Chronique de Catherine Le Pape

Librairie Librairie & Curiosités (Quimper)

Elle est tombée. Elle a reculé sur le carrelage glissant, quelle idiote ! Elle aurait dû choisir de reculer sur la moquette. Elle ne serait jamais tombée. Quelle imbécile, elle a eu cette réaction vraiment stupide. Tout est de sa faute, évidemment. C’est ce qu’explique Alice au médecin qui l’ausculte après sa chute. Mais devant quoi, devant qui a-t-elle reculé ?
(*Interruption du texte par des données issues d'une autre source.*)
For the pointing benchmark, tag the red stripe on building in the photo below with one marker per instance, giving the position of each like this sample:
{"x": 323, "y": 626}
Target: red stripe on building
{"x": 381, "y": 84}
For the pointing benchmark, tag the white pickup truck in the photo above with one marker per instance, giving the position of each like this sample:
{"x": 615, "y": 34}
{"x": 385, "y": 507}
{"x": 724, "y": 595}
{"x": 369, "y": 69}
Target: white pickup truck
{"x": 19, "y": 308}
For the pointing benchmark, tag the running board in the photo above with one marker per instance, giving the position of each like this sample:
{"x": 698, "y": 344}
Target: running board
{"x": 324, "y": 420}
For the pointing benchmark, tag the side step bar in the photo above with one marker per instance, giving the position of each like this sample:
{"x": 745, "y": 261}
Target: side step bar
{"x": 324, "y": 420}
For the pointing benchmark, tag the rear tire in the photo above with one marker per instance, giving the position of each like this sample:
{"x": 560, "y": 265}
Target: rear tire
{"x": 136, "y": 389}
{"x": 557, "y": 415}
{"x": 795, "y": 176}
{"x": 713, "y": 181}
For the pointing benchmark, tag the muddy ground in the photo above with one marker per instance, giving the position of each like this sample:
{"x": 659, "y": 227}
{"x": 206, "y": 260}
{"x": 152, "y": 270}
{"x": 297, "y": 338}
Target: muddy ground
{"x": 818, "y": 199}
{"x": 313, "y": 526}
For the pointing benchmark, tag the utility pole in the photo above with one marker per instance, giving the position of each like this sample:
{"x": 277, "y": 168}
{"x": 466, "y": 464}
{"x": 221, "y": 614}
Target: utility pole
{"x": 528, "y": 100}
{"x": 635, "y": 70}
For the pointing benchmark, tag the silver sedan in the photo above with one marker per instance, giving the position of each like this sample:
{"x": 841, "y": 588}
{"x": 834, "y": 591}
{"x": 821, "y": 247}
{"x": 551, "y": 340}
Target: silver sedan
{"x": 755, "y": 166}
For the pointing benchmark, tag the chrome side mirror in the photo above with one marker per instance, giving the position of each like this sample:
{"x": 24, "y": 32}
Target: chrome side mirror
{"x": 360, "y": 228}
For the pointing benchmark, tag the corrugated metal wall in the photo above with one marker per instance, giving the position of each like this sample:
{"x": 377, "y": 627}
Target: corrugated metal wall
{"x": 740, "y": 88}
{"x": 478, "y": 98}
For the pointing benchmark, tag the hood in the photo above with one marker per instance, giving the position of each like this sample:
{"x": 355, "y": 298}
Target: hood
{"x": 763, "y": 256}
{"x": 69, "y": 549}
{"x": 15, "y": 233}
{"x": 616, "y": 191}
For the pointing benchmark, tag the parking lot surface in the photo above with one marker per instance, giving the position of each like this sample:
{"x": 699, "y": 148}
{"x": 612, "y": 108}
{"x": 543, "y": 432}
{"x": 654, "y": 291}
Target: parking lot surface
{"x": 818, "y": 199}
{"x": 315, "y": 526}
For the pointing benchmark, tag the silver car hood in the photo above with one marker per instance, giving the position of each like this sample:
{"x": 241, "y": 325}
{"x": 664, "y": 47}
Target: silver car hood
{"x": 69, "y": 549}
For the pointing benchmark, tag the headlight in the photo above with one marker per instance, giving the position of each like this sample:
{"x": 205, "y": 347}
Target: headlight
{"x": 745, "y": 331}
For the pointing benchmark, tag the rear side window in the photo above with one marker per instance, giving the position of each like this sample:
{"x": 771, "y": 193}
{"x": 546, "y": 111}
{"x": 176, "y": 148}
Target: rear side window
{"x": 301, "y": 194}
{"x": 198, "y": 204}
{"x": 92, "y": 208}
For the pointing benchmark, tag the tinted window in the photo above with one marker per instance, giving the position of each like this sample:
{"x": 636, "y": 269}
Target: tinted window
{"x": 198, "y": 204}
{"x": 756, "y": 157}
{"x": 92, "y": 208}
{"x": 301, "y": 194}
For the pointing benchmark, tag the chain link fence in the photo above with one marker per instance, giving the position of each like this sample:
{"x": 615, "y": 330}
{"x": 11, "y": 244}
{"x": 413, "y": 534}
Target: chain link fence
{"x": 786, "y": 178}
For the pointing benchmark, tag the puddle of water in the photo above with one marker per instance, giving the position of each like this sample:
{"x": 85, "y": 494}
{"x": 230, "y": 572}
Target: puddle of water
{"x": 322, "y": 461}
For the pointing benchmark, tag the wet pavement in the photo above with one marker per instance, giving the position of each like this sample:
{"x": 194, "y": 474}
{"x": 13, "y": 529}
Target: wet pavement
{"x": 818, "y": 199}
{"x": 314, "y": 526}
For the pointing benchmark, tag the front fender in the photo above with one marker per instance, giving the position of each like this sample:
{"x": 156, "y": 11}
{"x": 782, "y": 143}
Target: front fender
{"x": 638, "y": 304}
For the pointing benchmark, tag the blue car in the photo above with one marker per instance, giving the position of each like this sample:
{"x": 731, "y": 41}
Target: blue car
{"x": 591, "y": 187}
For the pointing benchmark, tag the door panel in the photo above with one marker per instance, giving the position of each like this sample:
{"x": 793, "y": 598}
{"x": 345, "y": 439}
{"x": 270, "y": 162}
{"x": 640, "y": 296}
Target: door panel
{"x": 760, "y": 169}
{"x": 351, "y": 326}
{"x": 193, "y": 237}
Alice vit sous emprise. Tout est dit dès les premières pages. Elle est complètement dépendante de son compagnon. Pour lui, elle a quitté famille, amis, ville. Peu importe car il est le seul à la comprendre, à l’aimer. Et elle seule pourra l’aider à sortir de son alcoolisme, de sa violence, de son passé très difficile. Alice se ment pour fuir une réalité qui fait trop mal. Quand le travail se fait instable la faute du nouveau patron, la pression… ‒, il s’absente, revient saoul puis la somme de trouver un travail, mais pas un travail de pute comme serveuse. Alors Alice arrive presque par hasard au diocèse de Paris. Alice ment à son entretien d’embauche : elle est athée et n’a aucune connaissance religieuse. Elle aura pour mission de trier les dossiers constitués par un postulateur qui seront examinés par la congrégation pour la cause des saints. La mission est complexe et Alice totalement novice. Alice ment à ses collègues pour ne pas déjeuner avec elles. Le fonctionnement du bureau et du classement des dossiers est abscons : un promoteur de justice qui pose des questions, un notaire qui prend note, des experts historiens, théologiens… Elle va plonger dans ce travail titanesque qui va peu à peu lui permettre de se révéler. Qui est-elle, en vérité ? Tiffany Tavernier nous plonge dans une exploration captivante de l'emprise toxique au sein d'un couple. Le récit, porté par la voix d'Alice, révèle les subtilités insidieuses d'une relation où chaque aspect de sa vie est minutieusement contrôlé par son compagnon. Alice doit quotidiennement se prendre en photo, à un horaire précis, à un endroit précis. L'auteure peint un portrait poignant de l'aliénation psychologique et capture avec précision les émotions complexes d'Alice. La tension narrative monte crescendo, créant une atmosphère oppressante qui reflète parfaitement le climat délétère de la relation. En vérité, Alice est bien plus qu'un simple récit sur l'emprise. C'est une plongée profonde dans le cerveau d'une femme qui découvre la véritable nature de son existence. C'est une exploration subtile et percutante des thèmes de l'emprise, de la folie et de la croyance. C'est un roman poignant qui laisse une empreinte durable.